Remember that negation doesn’t change the absolute value; it only affects the sign.

Parentheses in algebraic expressions indicate which parts of an expression should be evaluated first. They help structure equations and set a specific order of operations. Evaluating the expression within these parentheses is a vital step before handling other parts of the equation.
For example, in the expression \(-(-(1))\), the parentheses dictate that we should first look at the number \(1\) inside the innermost set. This hierarchy ensures that calculations follow a logical progression.
If there are multiple layers of parentheses, work your way from the inside out. Always handle operations in the following sequence:

• Solve expressions within parentheses or brackets first.
• Consider any exponents or roots after that.
• Then proceed with multiplication or division.
• Finally, perform addition or subtraction.

This systematic approach simplifies complex algebraic expressions and avoids errors.

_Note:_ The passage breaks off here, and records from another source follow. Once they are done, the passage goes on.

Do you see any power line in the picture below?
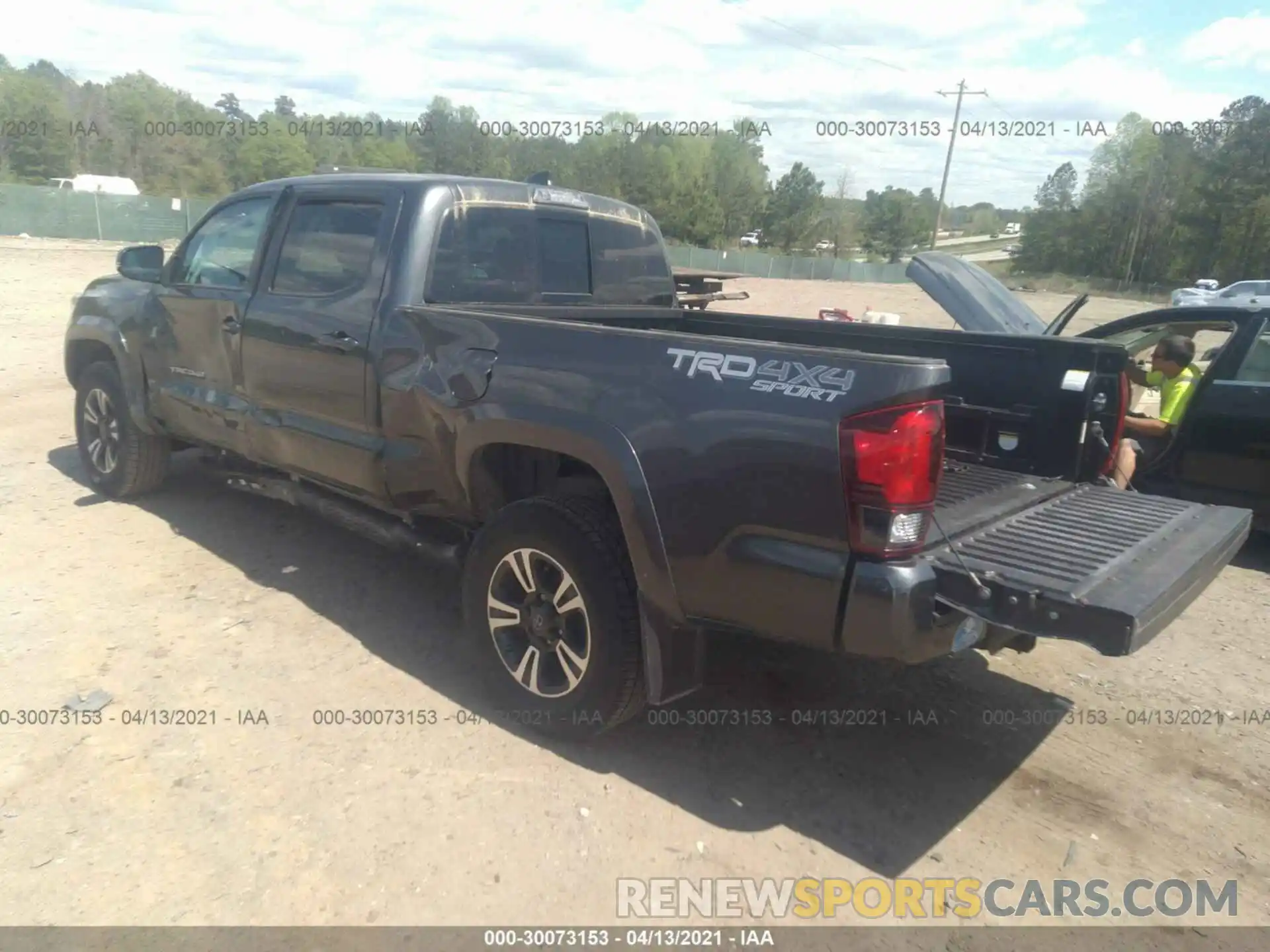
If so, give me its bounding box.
[931,80,988,250]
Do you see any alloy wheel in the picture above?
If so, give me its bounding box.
[84,389,119,476]
[486,548,591,698]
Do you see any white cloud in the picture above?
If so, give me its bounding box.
[4,0,1247,204]
[1181,10,1270,71]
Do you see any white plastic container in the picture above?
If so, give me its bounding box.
[864,311,899,326]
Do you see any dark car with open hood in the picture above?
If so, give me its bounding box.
[65,171,1263,735]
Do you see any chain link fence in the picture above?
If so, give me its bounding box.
[0,178,907,283]
[0,185,217,244]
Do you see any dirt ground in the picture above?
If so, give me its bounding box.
[0,240,1270,926]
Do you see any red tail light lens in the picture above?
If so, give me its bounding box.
[838,400,944,557]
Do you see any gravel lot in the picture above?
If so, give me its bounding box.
[0,239,1270,926]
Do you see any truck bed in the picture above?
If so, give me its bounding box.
[551,309,1126,485]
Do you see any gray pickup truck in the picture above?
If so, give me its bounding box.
[66,174,1249,735]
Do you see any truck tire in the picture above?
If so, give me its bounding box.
[462,494,645,740]
[75,360,170,499]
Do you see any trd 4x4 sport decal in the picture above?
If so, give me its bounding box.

Simplification is the process of reducing an algebraic expression to its simplest form without changing its value. This technique makes expressions easier to work with and understand.
In the given example \(-(-(1))\), the simplification steps are straightforward but essential:

• Identify the expression inside the innermost parentheses, which is \(1\).
• Apply negation to this value, leading to \(-1\).
• Apply the outer negation, making the expression \(-(-1)\), which simplifies to \(1\).

Breaking down each step ensures accuracy and clarity, highlighting how each part of the expression contributes to the final simplified form.